(This post is part of my ongoing series ABCs of Hospital Chaplaincy.)
There are not many places you’ll still see a pager in 2018, but the hospital where I work is one of them. I have the small black beeper clipped to my lapel or in my pocket (if I’m lucky enough to find an outfit with pockets that day) at all times when on duty. The tones of my hospital pager are as familiar to me as . . . well, as any sound you’ve heard almost daily for over ten years. I always set mine to “Pleasing Alert” and that particular series of beeps is the most pleasing of all the options, it’s true. There are some times, though, when the Pleasing Alert is not what I hear. If the beeps instead are jarring, tapping out the same rhythm that in Morse Code means “S-O-S,” then I know that this is a trauma call.
Trauma is defined in dictionaries as a physical injury, or a deeply distressing or disturbing experience. When I get a trauma call to the emergency department, it always meets the first definition and very often meets both. The trauma bay is where medical staff will assess and immediately treat car crash victims, shooting or stabbing victims, victims of severe domestic violence or (much less often) stranger violence, victims of “hit and run” by a car, and the list goes on. Notice how often the word “victim” is used? That’s how trauma usually leaves people feeling – victimized. Sometimes another person is directly to blame, and sometimes not. But almost always there is the question, whether asked aloud or internally, “Why me?!”
Chaplains are part of the trauma team. We are among the people who will always automatically get the trauma page when it is determined that a patient coming in meets all the criteria for a trauma. My job is mostly to offer calm – to the patient (if they’re conscious), to the staff, and to the family when they arrive. I’ll also do things like grab a blanket from the warmer to cover the patient after their clothes have been cut off, get the patient’s name and other info from the EMTs who brought them in so I can pass it along when the nurse has time to write it down, and ask the patient for the phone numbers of any family member they want me to call and notify. None of that may sound particularly pastoral, but I promise you for the people on the receiving end, it is vital ministry.

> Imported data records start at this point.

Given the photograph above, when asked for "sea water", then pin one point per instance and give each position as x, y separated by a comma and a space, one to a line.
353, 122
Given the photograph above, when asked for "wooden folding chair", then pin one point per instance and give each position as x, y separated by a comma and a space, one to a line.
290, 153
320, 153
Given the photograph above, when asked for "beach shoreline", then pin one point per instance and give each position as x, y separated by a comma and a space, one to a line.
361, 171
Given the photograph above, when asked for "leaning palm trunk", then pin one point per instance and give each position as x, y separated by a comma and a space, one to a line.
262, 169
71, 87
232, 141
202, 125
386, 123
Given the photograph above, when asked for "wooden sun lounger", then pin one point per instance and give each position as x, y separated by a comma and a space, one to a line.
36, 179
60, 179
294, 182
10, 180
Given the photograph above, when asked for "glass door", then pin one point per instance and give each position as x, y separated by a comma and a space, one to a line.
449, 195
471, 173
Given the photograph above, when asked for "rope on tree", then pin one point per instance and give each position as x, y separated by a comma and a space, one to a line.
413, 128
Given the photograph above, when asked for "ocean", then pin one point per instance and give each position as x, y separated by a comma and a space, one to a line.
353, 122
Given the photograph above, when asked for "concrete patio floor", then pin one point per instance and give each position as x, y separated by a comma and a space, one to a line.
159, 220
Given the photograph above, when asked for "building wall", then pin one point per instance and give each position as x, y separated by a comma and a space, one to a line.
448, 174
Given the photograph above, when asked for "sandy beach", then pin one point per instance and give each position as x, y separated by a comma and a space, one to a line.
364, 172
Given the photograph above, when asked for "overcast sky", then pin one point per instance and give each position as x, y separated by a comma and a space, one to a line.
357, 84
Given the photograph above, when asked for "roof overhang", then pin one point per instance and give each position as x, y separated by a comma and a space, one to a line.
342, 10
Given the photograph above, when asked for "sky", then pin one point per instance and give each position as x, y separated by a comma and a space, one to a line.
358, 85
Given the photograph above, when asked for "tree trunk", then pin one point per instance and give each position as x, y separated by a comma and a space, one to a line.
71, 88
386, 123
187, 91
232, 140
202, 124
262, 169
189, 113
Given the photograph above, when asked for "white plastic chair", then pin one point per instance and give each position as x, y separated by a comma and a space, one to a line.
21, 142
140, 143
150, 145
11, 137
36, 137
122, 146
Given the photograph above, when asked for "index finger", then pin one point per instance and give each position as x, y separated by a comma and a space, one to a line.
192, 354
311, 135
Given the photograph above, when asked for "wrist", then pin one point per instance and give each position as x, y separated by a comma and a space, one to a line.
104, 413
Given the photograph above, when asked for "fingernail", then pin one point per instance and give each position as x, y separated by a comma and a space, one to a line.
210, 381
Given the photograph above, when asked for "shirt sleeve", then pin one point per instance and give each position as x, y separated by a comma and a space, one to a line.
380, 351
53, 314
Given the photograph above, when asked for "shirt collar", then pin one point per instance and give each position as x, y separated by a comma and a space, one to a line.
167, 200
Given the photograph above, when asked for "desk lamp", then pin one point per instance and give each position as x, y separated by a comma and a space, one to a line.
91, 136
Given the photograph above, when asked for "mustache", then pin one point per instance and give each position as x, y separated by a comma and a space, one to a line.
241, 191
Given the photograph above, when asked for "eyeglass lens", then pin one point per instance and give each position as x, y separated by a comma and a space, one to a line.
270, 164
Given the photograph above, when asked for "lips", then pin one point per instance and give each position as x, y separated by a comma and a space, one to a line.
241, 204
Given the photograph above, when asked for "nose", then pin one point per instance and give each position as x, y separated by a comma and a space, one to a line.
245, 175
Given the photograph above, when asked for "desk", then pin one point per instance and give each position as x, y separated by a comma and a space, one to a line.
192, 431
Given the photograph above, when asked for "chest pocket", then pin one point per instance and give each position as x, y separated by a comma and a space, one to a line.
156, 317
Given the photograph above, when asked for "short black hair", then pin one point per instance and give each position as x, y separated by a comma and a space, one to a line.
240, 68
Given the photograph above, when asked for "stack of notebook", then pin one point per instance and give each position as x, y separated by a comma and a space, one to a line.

And the other, often unspoken, part of my job is to bear witness to the presence of God in the midst of trauma. In my book, I tell a story of being in the ER while the medical staff cracked a patient’s chest and attempted to massage his heart back to life. “There in the bloody mess of that trauma bay,” I wrote, “I sensed God’s nearness more than I had in any majestic cathedral.” Even though I don’t always give voice to that nearness, I bear witness to it.
This last one is without a doubt the most important part of my job in the trauma bay. When the worst happens and we ask, “Why me?!” we are in the company of the biblical character Job. He suffered unbearable loss and grief, and asked God why this had all happened to him when he was a righteous man. By the end of the story, God shows up to answer Job. But the answer isn’t really a response to the “why.” Instead the answer God gives is basically, “I’m here. I have always been here and I will always be here.” In the midst of trauma, what I most want my patients and their families to know is that they are not alone. I can’t promise them that everything will be okay. But I can always believe with them (and sometimes for them) that God is here.